Traumatic axonal injury and caspase activation in white matter tracts below the cortical lesion following contusive brain trauma in 17-day-old rats. Representative photomicrographs illustrate the accumulation of amyloid precursor protein (APP) in axons at 1 (A and B) and 3 days (D and E) following 3-mm (A and D) or 4-mm depth of impact (B and E). Note the presence of APP-positive terminal bulbs at 3 days post-injury (D and E). The inset in panel D represents a sham-injured animal with no visible APP immunoreactivity. Panel C illustrates cellular fractin immunoreactivity at 1 day post-injury following 3-mm depth of impact; note the intensely labeled cell soma surrounded by diffusely-labeled processes. (F) Fractin immunoreactivity was not observed in sham-injured brains. Scale bar in panel F represents 50 μm for panels A–F.

FIG. 6.

Traumatic axonal injury and caspase activation in the corpus callosum following contusive brain trauma in 17-day-old rats. Representative photomicrographs illustrate accumulation of amyloid precursor protein (APP) in axons at 1 (A and B) and 3 days (D and E) following 3-mm (A and D) or 4-mm depth of impact (B and E). Panel C illustrates cellular fractin immunoreactivity at 1 day post-injury following 3-mm depth of impact; note the intensely labeled cell soma surrounded by diffusely-labeled processes. (F) Fractin immunoreactivity was not observed in sham-injured brains. Scale bar in panel F represents 50 μm for all panels.

FIG. 7.

Spatial learning following contusive brain trauma in 17-day-old rats. All animals were tested in the Morris water maze for their ability to learn the location of a submerged platform as described in the methods section.
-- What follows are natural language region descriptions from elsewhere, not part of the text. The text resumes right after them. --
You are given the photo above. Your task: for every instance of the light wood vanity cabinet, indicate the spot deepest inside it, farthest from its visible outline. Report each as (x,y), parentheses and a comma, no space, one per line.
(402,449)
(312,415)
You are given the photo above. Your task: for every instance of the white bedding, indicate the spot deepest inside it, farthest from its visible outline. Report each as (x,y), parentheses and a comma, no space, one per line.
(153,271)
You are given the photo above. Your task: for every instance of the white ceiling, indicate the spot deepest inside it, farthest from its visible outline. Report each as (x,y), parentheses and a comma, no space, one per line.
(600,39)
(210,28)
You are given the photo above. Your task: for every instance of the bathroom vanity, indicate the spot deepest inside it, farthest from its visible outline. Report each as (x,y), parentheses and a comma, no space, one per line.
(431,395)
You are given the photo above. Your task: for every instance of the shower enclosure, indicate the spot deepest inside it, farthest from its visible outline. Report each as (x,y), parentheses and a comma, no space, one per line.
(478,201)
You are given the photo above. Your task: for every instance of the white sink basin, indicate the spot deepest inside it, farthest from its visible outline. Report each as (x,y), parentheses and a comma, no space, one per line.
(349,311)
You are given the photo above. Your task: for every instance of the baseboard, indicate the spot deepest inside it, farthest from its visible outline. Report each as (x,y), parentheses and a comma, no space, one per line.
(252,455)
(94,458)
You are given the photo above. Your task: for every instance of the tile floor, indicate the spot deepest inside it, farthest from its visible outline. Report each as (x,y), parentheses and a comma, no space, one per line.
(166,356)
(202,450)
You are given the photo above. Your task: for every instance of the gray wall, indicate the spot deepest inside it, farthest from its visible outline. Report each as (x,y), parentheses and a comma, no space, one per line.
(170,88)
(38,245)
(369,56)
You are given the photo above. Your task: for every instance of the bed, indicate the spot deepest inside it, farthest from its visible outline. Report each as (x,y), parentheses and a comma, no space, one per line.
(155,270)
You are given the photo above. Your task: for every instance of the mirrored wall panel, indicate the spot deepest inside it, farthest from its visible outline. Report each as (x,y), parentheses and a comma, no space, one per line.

Data are presented as average latencies for four trials on each day, and error bars represent standard deviation of the mean values. (A) Days 4–7 following surgery/injury. Repeated-measures factorial analysis of variance (ANOVA) revealed an injury effect (p < 0.0001), and a time effect (p < 0.0001). Post-hoc Neuman-Keuls test for injury indicated that the 4-mm-injured group was significantly different from both the sham group (p < 0.005), and the 3-mm-injured group (p < 0.005), and that the 3-mm-injured group was no different from the sham-injured animals. (B) Days 14–17 following surgery/injury. Repeated-measures factorial ANOVA revealed an injury effect (p < 0.0001), and a time effect (p < 0.0001). Post-hoc Neuman-Keuls test for injury indicated that both the 3-mm- (p < 0.02) and 4-mm-injured groups (p < 0.005) were significantly different from the sham group, and the 4-mm-injured group was significantly more impaired than the 3-mm-injured group (p < 0.001).